My (very) personal understanding of this issue is related to the (not obviuos) concept of Logical Constants.
According to the "traditional" view :
The most venerable approach to demarcating the logical constants identifies them with the language's syncategorematic signs: signs that signify nothing by themselves, but serve to indicate how independently meaningful terms are combined.
In my reading, Enderton uses "logical symbols" with the same meaning of "logical constants", i.e. symbols like $\lnot$ or $=$ that do not change meaning according the context.
Obviously, the meaning of a predicate or constant symbol is specified only through an interpretation.
If we follow this approach, we can say that also the quantifiers are specified through an interpretation; the meaning of $\forall$ is obviously "all", but this "all" changes if we are speaking of natural numbers : in this case $\forall$ means "for all $n \in \mathbb N$", or if we are speaking of Greek philosophers : in this case $\forall$ means "Plato and Aristotle and ..."

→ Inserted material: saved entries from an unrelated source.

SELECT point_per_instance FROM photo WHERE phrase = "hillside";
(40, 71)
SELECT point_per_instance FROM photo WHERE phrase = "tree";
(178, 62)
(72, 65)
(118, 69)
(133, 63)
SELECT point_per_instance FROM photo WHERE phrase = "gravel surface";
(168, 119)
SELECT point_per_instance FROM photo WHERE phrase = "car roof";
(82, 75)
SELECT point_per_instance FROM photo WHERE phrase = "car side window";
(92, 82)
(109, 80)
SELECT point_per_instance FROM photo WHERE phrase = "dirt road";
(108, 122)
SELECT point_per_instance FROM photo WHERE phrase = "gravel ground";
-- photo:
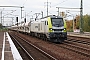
(58, 52)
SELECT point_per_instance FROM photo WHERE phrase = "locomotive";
(52, 28)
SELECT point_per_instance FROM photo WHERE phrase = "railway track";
(32, 52)
(79, 40)
(77, 45)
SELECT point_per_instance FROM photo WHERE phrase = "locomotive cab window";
(57, 22)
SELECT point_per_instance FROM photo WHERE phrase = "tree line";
(86, 23)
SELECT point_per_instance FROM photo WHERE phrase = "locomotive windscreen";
(57, 22)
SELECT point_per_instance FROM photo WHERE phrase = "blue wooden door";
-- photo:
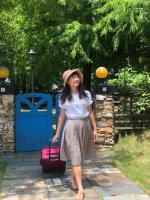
(33, 121)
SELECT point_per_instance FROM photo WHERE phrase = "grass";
(2, 172)
(132, 157)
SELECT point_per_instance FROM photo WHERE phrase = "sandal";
(80, 195)
(73, 185)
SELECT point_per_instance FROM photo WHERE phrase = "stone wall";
(7, 133)
(104, 120)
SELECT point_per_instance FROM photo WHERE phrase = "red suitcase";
(50, 159)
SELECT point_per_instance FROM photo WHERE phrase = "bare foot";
(80, 195)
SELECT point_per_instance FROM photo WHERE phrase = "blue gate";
(33, 121)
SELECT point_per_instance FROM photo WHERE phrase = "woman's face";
(74, 80)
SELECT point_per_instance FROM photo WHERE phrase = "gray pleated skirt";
(77, 142)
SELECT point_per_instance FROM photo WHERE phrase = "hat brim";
(73, 71)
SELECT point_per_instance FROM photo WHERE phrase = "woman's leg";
(77, 173)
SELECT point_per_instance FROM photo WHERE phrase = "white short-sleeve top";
(77, 108)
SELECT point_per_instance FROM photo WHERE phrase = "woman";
(80, 128)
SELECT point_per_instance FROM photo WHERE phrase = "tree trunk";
(87, 76)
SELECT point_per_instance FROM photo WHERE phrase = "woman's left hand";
(94, 135)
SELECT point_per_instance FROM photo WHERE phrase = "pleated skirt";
(77, 142)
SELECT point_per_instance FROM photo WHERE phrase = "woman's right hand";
(55, 138)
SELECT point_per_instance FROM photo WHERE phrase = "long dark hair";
(66, 92)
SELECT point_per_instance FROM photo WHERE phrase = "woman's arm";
(60, 124)
(93, 122)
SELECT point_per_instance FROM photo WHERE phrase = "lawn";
(2, 171)
(132, 157)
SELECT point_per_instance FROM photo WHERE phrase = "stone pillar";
(7, 132)
(104, 120)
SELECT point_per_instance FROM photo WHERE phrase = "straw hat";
(69, 72)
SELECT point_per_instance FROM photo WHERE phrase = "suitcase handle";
(51, 144)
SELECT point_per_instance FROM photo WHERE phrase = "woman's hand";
(55, 138)
(94, 135)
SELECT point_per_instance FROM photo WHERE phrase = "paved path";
(24, 181)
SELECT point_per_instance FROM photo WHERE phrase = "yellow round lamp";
(101, 72)
(4, 72)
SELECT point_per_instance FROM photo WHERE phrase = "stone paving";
(24, 180)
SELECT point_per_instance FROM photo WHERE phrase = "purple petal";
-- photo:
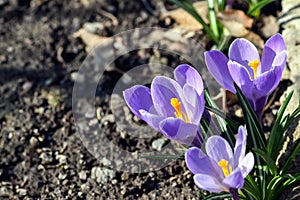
(163, 89)
(241, 76)
(243, 52)
(152, 120)
(216, 63)
(279, 60)
(217, 148)
(265, 84)
(209, 183)
(240, 146)
(273, 46)
(195, 103)
(138, 97)
(178, 130)
(246, 165)
(185, 74)
(234, 180)
(258, 105)
(198, 162)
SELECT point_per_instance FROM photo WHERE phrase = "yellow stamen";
(178, 113)
(224, 165)
(254, 65)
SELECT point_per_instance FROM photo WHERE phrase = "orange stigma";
(178, 113)
(254, 65)
(224, 165)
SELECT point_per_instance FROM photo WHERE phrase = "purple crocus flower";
(256, 78)
(220, 169)
(173, 107)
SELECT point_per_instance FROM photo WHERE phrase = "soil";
(42, 156)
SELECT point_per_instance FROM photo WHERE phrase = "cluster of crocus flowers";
(219, 168)
(257, 78)
(173, 107)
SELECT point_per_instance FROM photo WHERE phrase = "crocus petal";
(234, 180)
(216, 63)
(265, 84)
(195, 103)
(209, 183)
(258, 105)
(280, 60)
(138, 97)
(240, 146)
(163, 89)
(217, 148)
(152, 120)
(246, 164)
(241, 76)
(185, 74)
(243, 52)
(178, 130)
(198, 162)
(273, 46)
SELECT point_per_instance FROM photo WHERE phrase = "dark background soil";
(42, 157)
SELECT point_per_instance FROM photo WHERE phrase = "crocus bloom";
(173, 107)
(220, 169)
(256, 78)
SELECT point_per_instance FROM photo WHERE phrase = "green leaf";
(275, 186)
(188, 7)
(258, 6)
(276, 138)
(269, 161)
(290, 158)
(250, 186)
(257, 139)
(222, 123)
(163, 156)
(254, 129)
(217, 196)
(213, 23)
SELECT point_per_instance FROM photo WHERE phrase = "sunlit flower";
(220, 169)
(256, 78)
(173, 107)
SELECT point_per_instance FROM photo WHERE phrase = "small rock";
(21, 192)
(158, 143)
(75, 76)
(82, 175)
(102, 175)
(4, 191)
(110, 118)
(62, 159)
(46, 157)
(27, 86)
(62, 176)
(93, 26)
(105, 161)
(124, 176)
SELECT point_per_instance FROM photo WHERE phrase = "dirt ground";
(42, 156)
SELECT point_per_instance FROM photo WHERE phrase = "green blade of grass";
(213, 23)
(276, 134)
(258, 6)
(270, 162)
(293, 154)
(188, 7)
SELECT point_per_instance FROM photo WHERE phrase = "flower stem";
(234, 193)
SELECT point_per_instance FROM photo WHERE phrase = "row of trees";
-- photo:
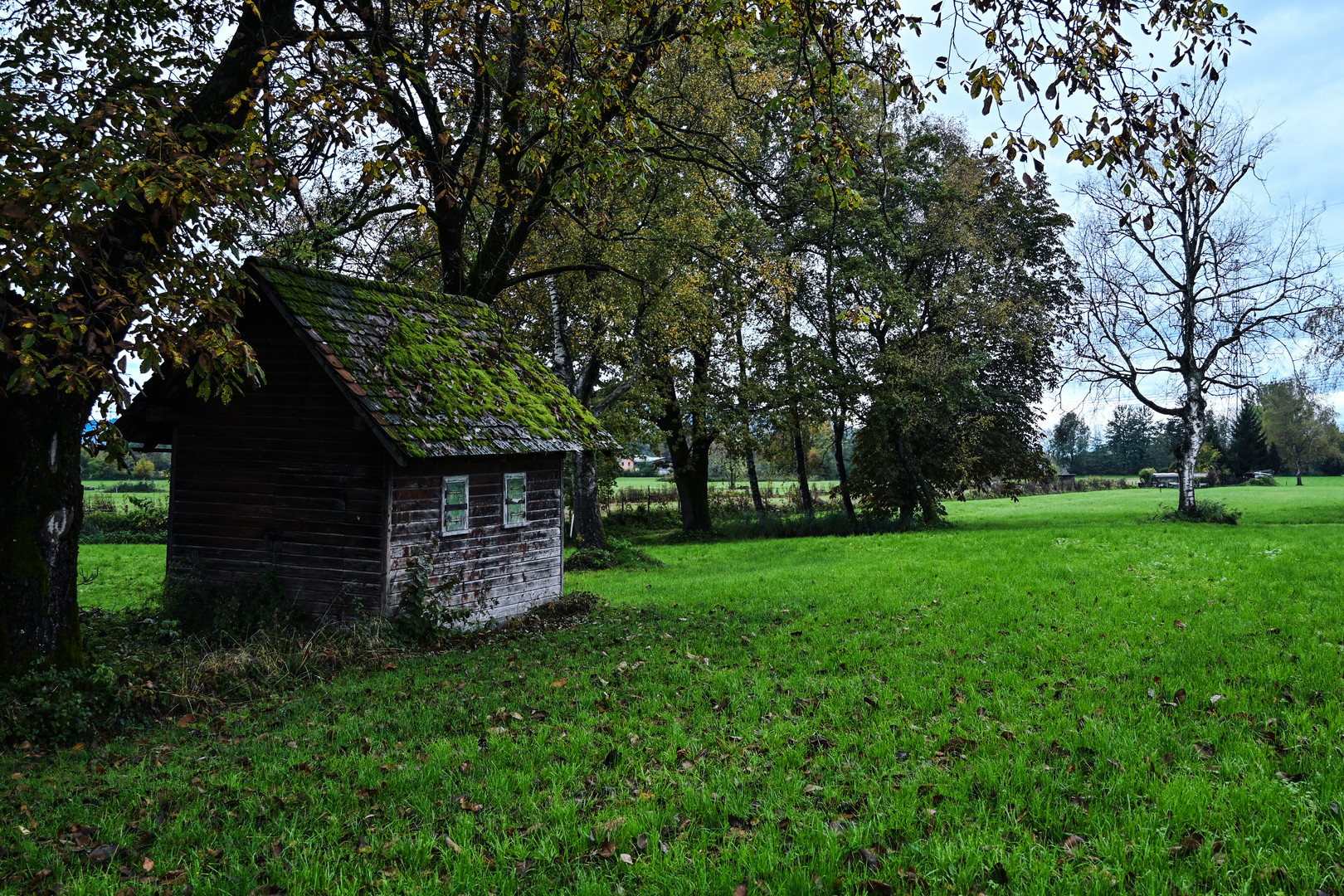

But you can see other equally authoritative textbooks (like van Dalen's one) where a similar distinction is not present, and there is only one list of symbols.
You can see also :
The logical symbols will have a fixed interpretation. In particular, “$=$” will always be expected to mean equals.
Regarding variables, we can compare :
proper names [i.e. constants] and variables [ ...] we call proper symbols,
and we regard them as having meaning in isolation, the primitive names as denoting (or at least purporting to denote) something, the variables as having (or at least purporting to have) a non-empty range. But in addition to proper symbols there must also occur symbols which are improper - or in traditional (Scholastic and pre-Scholastic) terminology, syncategorematic - i.e., which have no meaning in isolation but which combine with proper symbols (one or more) to form longer expressions that do have meaning in isolation. [...] Connectives are combinations of improper symbols [...].
we divide all our signs into logical and descriptive (or non-logical). Descriptive signs are those constants which serve to refer to objects, properties, relations, etc., in the world; they include the individual constants, the predicates, and the sentential constants. Logical signs include all the variables and the logical constants. Logical signs do not themselves refer to something in the world (the world of things has nothing like negation, disjunction, etc.); rather, they bind together the descriptive constants of a sentence and thereby contribute indirectly to the sense of a sentence.